According to Jackson, organizations should upkeep good cybersecurity hygiene by periodically running health checks of their infrastructure to ensure their patches are up-to-date and their defenses are tuned correctly. Organizations must move to a zero-trust security environment to create connectivity that a remote working world can truly trust. A zero-trust model centers on the belief that organizations should not automatically trust anything inside or outside its perimeters and instead must verify anything and everything – apps, devices, networks, and people.
“Zero Trust approaches verification of user identities as a constant process of authentication, not just at login, but in all paths of a data plane. It not only considers traditional login credentials, but also biometric authentication, contextual factors such as location and device, and even behavioral profiling such as hand-eye coordination, individual scrolling patterns and other user norms,” he continued.
With Zero Trust, the default action is always verification.
ChatGPT and others like it are new technologies. Like any new technology embraced by the masses, questions are asked about the impact, both good and bad.
For example, the Ministry of Education of Singapore (MOE) takes an interesting approach because, rather than outright banning its use, it provides teachers with the guidance and resources to effectively utilize digital technology, such as ChatGPT, to enhance learning.
“It is still early days – and cyber professionals and hackers will continue to look into how they can best utilize it, as will every government department and industry. Putting aside all the hype and scaremongering, only time will tell who is more effective,” Jackson explained.

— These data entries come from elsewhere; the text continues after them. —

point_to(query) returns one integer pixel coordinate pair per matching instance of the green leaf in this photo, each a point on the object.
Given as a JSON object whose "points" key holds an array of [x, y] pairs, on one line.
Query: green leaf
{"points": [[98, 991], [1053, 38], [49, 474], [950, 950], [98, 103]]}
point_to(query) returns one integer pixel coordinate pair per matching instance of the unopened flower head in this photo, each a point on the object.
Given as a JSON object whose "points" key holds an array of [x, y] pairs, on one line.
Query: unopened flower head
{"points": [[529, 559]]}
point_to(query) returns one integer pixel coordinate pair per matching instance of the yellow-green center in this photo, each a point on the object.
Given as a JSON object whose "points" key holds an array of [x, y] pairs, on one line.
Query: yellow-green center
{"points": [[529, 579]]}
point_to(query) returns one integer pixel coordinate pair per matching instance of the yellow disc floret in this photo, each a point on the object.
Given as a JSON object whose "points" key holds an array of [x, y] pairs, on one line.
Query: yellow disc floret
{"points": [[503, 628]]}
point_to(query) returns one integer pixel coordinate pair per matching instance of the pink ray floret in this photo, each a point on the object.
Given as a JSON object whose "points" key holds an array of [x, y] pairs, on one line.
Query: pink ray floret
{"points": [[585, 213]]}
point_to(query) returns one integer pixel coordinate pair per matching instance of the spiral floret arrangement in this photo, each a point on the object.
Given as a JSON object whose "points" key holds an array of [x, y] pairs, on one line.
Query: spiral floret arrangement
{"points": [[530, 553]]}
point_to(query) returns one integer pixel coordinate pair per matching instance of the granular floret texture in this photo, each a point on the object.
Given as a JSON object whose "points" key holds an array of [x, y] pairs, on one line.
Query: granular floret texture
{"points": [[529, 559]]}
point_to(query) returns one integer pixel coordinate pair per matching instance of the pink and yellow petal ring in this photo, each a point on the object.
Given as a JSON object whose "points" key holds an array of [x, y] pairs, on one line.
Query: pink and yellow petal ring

Key takeaways from BlackBerry’s research on ChatGPT and cybersecurity
“Our research and insights have provided data that supports a very topical discussion,” said Jackson. “We know threat actors are currently testing the waters with ChatGPT and how they can maliciously leverage the software to launch cyberattacks.”
As ChatGPT’s maturity has increased, hackers have been utilizing it and similar platforms to launch increasingly difficult-to-protect-against cyberattacks, leading to a growing need for organizations to employ AI defenses to level the playing field. However, there are concerns about using publicly available AI software, prompting a debate over whether such tools should be regulated. According to a recent survey, 95% of respondents believe that governments are responsible for regulating these technologies.
Despite this, the research also showed that IT professionals are not waiting for government action, with 82% already planning their defensive measures against AI-augmented cyberattacks.
“There are many benefits to be gained from this advanced technology, and we’re only beginning to scratch the surface, which is exciting. But we must also consider that threat actors see the benefits, and they will waste no time adding these new technologies to their malicious arsenals,” Jackson concluded.
As Singapore continues to embrace the benefits of conversational AI tools like ChatGPT, the public and private sectors must stay one step ahead to mitigate cybersecurity risks – fighting fire with fire, with defensive AI.